For Vaude, the aim is to draw attention to the prevalence of images of real violence and death within the media and entertainment industry and to prompt us to consider how to respond. In the second half of the film, the man who has watched the clips with us turns inward on himself, calling an Icarus spirit to creativity and imagination, daring to aim for the sun again.
This hopeful message upends the traditional interpretation of the Icarus myth and it fits with Vaude’s dauntless experimentation with film form too. It also brings to mind the acceptance given by Stanley Kubrick on receipt of the DW Griffith Award, in which he suggested that the moral of the Icarus myth might be, ‘Forget the wax and feathers and do a better job on the wings.’
Watching Exploration, it is enthralling to find Vaude’s film pushing further through overlapped interstellar, physiological and psychic realms than even Kubrick does, in 2001. Interestingly, Vaude created a short film in 2011, I Turn Home, composed entirely of sequences from Kubrick’s back catalogue.
This is the second in an ongoing series of short films, called Carte Blanche, for the French website Blow Up Arte, all of which are comprised of found footage that is re-edited with breathtaking skill. In these works, Vaude has also begun to work on the soundtrack herself, compositions of intense and deftly arranged and mixed sounds, often carefully selected from the audio track of the films sampled, to further propel her work, whereas earlier films were scored in various styles by collaborators.
This series elaborates on the approach found in Vaude’s early work Samourai, in which she uses footage from numerous martial arts films. The familiar spectacle of the disciplined warrior engaged in a sword fight dissolves as the film begins to impart intricate rhythms, and something more exciting than a bloody battle takes over the screen: Vaude unleashes the pure radiating energy of the samurai onto the film through exquisite editing strategies.

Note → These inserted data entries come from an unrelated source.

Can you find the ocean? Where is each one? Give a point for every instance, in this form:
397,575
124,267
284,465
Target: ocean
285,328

Another of Vaude’s found footage experiments is Anticipation, which conveys a profound sense of unease concerning the individual’s place and identity in a world where authoritarian control is commonplace and genetic experimentation seeks to shape the future. The film strikes a disquieting chord and reminds us of the personal and political resonance that such experimental filmmaking can achieve, in tandem with its formal innovation.

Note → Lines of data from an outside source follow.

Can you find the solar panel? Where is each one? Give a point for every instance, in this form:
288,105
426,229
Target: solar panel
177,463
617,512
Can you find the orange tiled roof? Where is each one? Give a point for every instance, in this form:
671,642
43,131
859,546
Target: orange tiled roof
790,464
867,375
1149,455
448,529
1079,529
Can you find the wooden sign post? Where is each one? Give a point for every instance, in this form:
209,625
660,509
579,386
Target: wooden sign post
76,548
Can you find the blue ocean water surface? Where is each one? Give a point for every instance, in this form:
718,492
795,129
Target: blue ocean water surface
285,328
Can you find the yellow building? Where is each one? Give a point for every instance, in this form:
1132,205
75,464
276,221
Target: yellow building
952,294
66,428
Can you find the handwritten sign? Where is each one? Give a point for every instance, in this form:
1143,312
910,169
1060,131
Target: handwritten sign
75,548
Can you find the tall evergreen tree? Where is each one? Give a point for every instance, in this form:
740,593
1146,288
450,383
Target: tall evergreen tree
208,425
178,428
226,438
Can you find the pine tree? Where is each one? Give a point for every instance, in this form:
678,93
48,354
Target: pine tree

The most recent entries in the Carte Blanche series, all of which are archived online, include Inner Stranger, a stunning montage of Leonardo DiCaprio’s performance style and a jolting psychological portrait, and Let’s Fight, which orchestrates the dynamics and drama of screen pugilism, drawing excerpts from numerous boxing films, including The Set-Up, Rocky and The Fighter.

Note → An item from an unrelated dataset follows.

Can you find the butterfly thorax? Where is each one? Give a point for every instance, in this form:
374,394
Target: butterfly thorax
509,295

In some respects similar to the video essays and other creative attempts at expanding upon the tradition of film criticism and analysis, which have become more and more popular in recent years with easier access to editing tools, Vaude demonstrates with unquestionable rigour and insight what a deep effect such found footage films can achieve as discrete audiovisual works which investigate our relationship to images and their effects; a critical artistic energy that is shared by filmmaker Peter Tscerkassky, whose magisterial Cinemascope Trilogy is comparable to Vaude’s recent films.
In both cases, experimental technique and commercial images are interwoven, creating arresting works, at once hypnotic and revelatory and which will appeal even to viewers typically resistant to non-commercial filmmaking.